Sawyer entered the rapid rehousing programme before these standards were published. Although DESC would not speak about Sawyer’s case specifically due to privacy concerns, it’s unclear why a person in her circumstances wouldn’t get a subsidy, said Greg Jensen, a spokesperson for DESC. “The situation you’re referring to is not the norm,” Jensen explained, “We wouldn’t typically set someone up in a situation they couldn’t either sustain or transition to a situation that they could get the kind of assistance they would need to be successful.”
About half of the 1,612 households that exited the programme in 2016 left for housing while they were still active participants, and 61 percent were permanently housed when they finished the programme. All Home calculated the average monthly income of people exiting the programme once every quarter during 2016. The amounts ranged from $1,173 to $1,374 per month. That means the average household could neither afford the average monthly rent in Seattle — more than $1,800 a month — nor Sawyer’s $1,350-per-month rent.

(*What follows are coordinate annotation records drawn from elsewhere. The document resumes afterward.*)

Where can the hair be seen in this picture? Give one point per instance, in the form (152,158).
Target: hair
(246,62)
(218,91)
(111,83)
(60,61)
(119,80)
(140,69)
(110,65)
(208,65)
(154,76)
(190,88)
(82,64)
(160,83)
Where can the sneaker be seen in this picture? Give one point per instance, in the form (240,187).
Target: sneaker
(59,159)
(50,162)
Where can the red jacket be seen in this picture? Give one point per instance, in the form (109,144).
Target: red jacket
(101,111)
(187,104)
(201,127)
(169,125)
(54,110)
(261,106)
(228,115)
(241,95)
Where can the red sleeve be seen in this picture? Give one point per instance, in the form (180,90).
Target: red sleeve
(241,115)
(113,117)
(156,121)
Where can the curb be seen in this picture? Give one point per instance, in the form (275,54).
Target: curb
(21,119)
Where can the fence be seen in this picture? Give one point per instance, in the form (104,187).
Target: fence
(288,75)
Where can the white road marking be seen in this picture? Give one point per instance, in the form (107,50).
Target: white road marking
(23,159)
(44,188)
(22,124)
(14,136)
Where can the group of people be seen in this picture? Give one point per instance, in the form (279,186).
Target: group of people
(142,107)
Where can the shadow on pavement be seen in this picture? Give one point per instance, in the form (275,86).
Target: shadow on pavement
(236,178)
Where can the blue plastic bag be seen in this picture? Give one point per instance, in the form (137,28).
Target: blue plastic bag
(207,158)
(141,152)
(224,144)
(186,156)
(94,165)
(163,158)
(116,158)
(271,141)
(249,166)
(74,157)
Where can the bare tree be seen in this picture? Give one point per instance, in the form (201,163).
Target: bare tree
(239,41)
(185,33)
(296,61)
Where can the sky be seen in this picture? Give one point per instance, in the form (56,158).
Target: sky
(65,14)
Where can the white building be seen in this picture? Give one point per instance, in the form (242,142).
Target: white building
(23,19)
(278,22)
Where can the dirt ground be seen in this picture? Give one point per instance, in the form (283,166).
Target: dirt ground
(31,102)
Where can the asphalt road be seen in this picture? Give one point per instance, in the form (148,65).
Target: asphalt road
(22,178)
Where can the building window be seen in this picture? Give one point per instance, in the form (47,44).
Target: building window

For her part, Sawyer is hanging on. DESC helped furnish her place, and she now has a kitchen and a microwave. It sounds small, but it’s the first time in a long time she’s been able to cook for herself, or have the cost-saving luxury of leftovers. Being inside, having her own place, was “totally life-changing,” she confirmed. Sawyer just hopes it doesn’t get taken away: “I feel like I don’t have any safety net at all.”